Einparkhilfe vorne und hinten
Die Einparkhilfe vorne und hinten ist ein Fahrerassistenzsystem (ADAS), das dem Fahrer durch die Information über die Nähe von Hindernissen das Manövrieren beim Parken erleichtern soll. Das auf Ultraschallsensoren basierende System, die in der Regel in die vorderen und hinteren Stoßfänger des Fahrzeugs integriert sind, misst kontinuierlich den Abstand zwischen dem Auto und umliegenden Objekten (anderen Fahrzeugen, Wänden, Pfosten, Fußgängern). Wenn der Fahrer den Rückwärtsgang einlegt oder sich mit sehr geringer Geschwindigkeit vorwärts bewegt, werden die Sensoren aktiviert. Wird ein Hindernis in ihrem Erfassungsbereich erkannt, warnt das System den Fahrer. Die Warnung erfolgt meist akustisch durch Pieptöne, deren Frequenz sich mit abnehmendem Abstand zum Hindernis erhöht, bis sie bei unmittelbarer Nähe in einen Dauerton übergeht. Bei vielen Modellen wird diese akustische Warnung durch eine visuelle Darstellung auf dem Zentralbildschirm des Infotainmentsystems ergänzt, die eine schematische Ansicht des Fahrzeugs und der Bereiche zeigt, in denen sich die Hindernisse befinden. Diese Technologie, die früher Luxusfahrzeugen vorbehalten war, ist heute in allen Marktsegmenten weit verbreitet und trägt maßgeblich dazu bei, kleine Parkschrammen zu reduzieren und den Stress beim Parken im städtischen Raum zu verringern.
Parksensoren
Parksensoren, auch Rückfahrsensoren oder Einparkhilfen (APS) genannt, sind unverzichtbare aktive Sicherheitseinrichtungen für Manöver bei niedriger Geschwindigkeit. Die hauptsächlich auf Ultraschalltechnologie basierenden, diskret in den vorderen und/oder hinteren Stoßfänger integrierten Sensoren senden Schallwellen aus. Wenn diese Wellen auf ein Hindernis treffen, werfen sie ein Echo zurück, das vom System erfasst wird. Das elektronische Steuergerät (ECU) des Fahrzeugs berechnet daraufhin die Entfernung, indem es die Laufzeit der Welle misst. Diese entscheidende Information wird dem Fahrer durch akustische Signale (Pieptöne, deren Frequenz bei Annäherung an das Hindernis zunimmt) und zunehmend auch durch eine visuelle Darstellung auf dem Zentralbildschirm übermittelt.

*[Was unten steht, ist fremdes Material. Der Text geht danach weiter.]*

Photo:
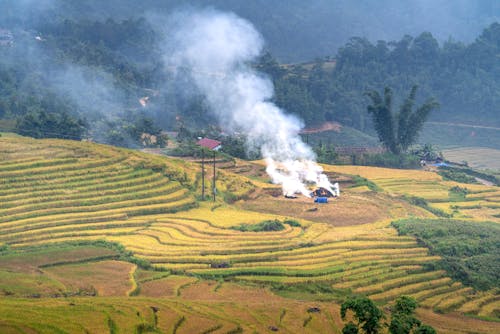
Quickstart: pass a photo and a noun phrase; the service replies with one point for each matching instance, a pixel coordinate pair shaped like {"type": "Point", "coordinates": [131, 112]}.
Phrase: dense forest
{"type": "Point", "coordinates": [95, 74]}
{"type": "Point", "coordinates": [294, 30]}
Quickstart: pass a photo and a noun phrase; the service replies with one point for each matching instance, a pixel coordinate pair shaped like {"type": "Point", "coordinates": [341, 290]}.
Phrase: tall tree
{"type": "Point", "coordinates": [367, 314]}
{"type": "Point", "coordinates": [398, 131]}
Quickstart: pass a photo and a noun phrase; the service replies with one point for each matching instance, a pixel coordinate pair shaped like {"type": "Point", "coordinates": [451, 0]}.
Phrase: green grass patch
{"type": "Point", "coordinates": [361, 181]}
{"type": "Point", "coordinates": [265, 226]}
{"type": "Point", "coordinates": [470, 251]}
{"type": "Point", "coordinates": [421, 202]}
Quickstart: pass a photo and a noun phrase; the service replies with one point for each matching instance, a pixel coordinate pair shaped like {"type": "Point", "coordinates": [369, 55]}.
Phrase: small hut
{"type": "Point", "coordinates": [322, 192]}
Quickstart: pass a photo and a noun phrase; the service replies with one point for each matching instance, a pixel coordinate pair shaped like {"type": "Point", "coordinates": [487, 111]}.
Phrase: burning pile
{"type": "Point", "coordinates": [215, 42]}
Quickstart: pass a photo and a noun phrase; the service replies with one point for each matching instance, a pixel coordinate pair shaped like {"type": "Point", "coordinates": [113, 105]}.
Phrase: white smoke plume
{"type": "Point", "coordinates": [216, 48]}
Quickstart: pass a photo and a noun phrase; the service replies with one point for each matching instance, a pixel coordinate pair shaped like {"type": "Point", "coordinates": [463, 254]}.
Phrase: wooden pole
{"type": "Point", "coordinates": [202, 174]}
{"type": "Point", "coordinates": [215, 189]}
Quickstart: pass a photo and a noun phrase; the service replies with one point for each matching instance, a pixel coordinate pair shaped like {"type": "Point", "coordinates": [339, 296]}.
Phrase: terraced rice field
{"type": "Point", "coordinates": [481, 202]}
{"type": "Point", "coordinates": [57, 191]}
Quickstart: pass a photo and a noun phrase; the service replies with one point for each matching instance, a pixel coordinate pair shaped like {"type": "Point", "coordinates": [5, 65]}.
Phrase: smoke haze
{"type": "Point", "coordinates": [216, 50]}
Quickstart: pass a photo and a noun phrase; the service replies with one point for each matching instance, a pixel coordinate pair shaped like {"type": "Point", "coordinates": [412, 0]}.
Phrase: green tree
{"type": "Point", "coordinates": [366, 313]}
{"type": "Point", "coordinates": [398, 131]}
{"type": "Point", "coordinates": [403, 320]}
{"type": "Point", "coordinates": [425, 329]}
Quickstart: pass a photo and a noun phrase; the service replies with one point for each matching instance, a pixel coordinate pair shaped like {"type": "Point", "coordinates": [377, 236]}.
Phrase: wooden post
{"type": "Point", "coordinates": [202, 174]}
{"type": "Point", "coordinates": [214, 188]}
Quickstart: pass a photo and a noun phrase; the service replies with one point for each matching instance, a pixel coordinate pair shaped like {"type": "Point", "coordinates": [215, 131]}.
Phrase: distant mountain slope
{"type": "Point", "coordinates": [297, 30]}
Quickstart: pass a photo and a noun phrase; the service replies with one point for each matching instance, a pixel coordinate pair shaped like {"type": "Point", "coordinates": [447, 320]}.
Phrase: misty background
{"type": "Point", "coordinates": [294, 30]}
{"type": "Point", "coordinates": [100, 67]}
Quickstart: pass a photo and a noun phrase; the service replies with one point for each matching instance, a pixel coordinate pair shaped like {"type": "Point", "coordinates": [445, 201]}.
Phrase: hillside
{"type": "Point", "coordinates": [97, 234]}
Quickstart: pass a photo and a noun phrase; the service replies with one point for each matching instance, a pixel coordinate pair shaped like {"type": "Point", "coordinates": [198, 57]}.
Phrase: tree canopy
{"type": "Point", "coordinates": [398, 131]}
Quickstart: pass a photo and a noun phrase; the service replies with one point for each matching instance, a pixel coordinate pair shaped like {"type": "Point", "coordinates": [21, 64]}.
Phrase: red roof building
{"type": "Point", "coordinates": [210, 143]}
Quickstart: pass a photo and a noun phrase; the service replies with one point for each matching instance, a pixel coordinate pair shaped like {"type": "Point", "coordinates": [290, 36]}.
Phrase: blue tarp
{"type": "Point", "coordinates": [321, 200]}
{"type": "Point", "coordinates": [440, 164]}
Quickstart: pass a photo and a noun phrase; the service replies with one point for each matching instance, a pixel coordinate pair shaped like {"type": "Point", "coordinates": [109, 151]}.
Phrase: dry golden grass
{"type": "Point", "coordinates": [165, 287]}
{"type": "Point", "coordinates": [108, 278]}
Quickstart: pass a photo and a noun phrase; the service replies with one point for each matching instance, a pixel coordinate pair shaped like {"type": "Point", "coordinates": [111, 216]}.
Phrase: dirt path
{"type": "Point", "coordinates": [465, 125]}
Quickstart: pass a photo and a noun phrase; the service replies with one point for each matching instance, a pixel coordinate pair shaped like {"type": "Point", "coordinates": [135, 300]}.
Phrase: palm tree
{"type": "Point", "coordinates": [397, 132]}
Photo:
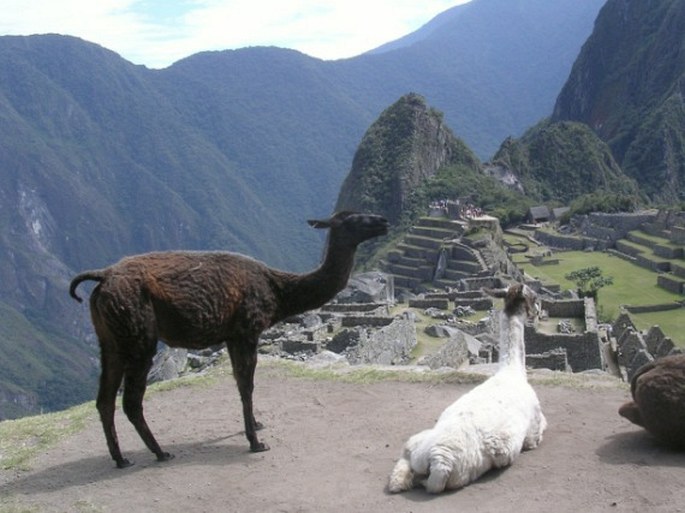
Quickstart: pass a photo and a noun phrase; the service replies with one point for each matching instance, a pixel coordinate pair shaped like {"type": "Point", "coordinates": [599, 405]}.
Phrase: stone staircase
{"type": "Point", "coordinates": [432, 254]}
{"type": "Point", "coordinates": [652, 248]}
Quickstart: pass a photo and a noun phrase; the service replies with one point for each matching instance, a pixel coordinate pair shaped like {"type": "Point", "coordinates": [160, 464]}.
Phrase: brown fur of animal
{"type": "Point", "coordinates": [200, 299]}
{"type": "Point", "coordinates": [658, 405]}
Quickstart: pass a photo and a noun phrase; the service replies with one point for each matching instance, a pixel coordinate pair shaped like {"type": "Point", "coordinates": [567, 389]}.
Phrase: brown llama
{"type": "Point", "coordinates": [658, 405]}
{"type": "Point", "coordinates": [199, 299]}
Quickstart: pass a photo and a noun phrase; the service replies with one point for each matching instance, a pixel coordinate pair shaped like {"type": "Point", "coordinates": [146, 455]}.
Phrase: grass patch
{"type": "Point", "coordinates": [21, 439]}
{"type": "Point", "coordinates": [633, 285]}
{"type": "Point", "coordinates": [368, 374]}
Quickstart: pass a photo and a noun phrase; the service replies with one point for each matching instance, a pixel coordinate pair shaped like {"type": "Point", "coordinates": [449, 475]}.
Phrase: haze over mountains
{"type": "Point", "coordinates": [100, 158]}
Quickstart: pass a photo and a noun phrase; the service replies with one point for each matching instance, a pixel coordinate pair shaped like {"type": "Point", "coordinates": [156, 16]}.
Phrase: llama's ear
{"type": "Point", "coordinates": [315, 223]}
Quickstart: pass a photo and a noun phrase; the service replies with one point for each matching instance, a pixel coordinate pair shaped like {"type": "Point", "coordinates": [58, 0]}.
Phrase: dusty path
{"type": "Point", "coordinates": [333, 445]}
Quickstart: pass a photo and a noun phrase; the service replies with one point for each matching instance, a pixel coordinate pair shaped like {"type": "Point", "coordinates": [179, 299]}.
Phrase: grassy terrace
{"type": "Point", "coordinates": [633, 285]}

Dieses grafische Schema zeigt die Position und Nähe des erkannten Hindernisses an. Für eine optimale Umgebungswahrnehmung sind diese Sensoren häufig mit einer Rückfahrkamera oder einem 360-Grad-Kamerasystem gekoppelt, die eine Rundumsicht bieten und tote Winkel eliminieren. Sie sind in der Stadt unverzichtbar, verhindern Rempler, schützen die Karosserie vor Kratzern und Stößen und verringern den Stress beim Parken in engen Lücken erheblich. Diese Ausstattung, die früher ein Luxus war, ist heute bei den meisten Neufahrzeugen ein Sicherheits- und Komfortstandard.
Einparkhilfe
Die Einparkhilfe, auch bekannt als Parksensoren oder Parkassistent, ist ein Fahrerassistenzsystem, das entwickelt wurde, um Parkmanöver zu erleichtern. Basierend auf Ultraschalltechnologie nutzt dieses System eine Reihe von Sensoren, die dezent in die vorderen und/או hinteren Stoßfänger des Fahrzeugs integriert sind. Jeder Sensor sendet Ultraschallwellen aus, die sich in der unmittelbaren Umgebung ausbreiten. Wenn eine Welle auf ein Hindernis trifft (ein anderes Fahrzeug, eine Mauer, einen Poller, einen Fußgänger), wird sie zum Sensor zurückgeworfen. Ein elektronisches Steuergerät misst die Zeit, die zwischen dem Senden und dem Empfang der Welle vergangen ist, um den Abstand zum Hindernis präzise zu bestimmen. Der Fahrer wird daraufhin durch ein akustisches Signal gewarnt, dessen Frequenz sich intensiviert, je näher das Fahrzeug dem Hindernis kommt. Bei moderneren Fahrzeugen wird diese akustische Warnung oft durch eine visuelle Darstellung auf dem Infotainment-Bildschirm ergänzt, die die Position und Nähe der erkannten Hindernisse anzeigt. Diese Vorrichtung hat sich zu einer nahezu unverzichtbaren Sicherheits- und Komfortausstattung entwickelt, die das Risiko von Kollisionen bei niedriger Geschwindigkeit erheblich reduziert.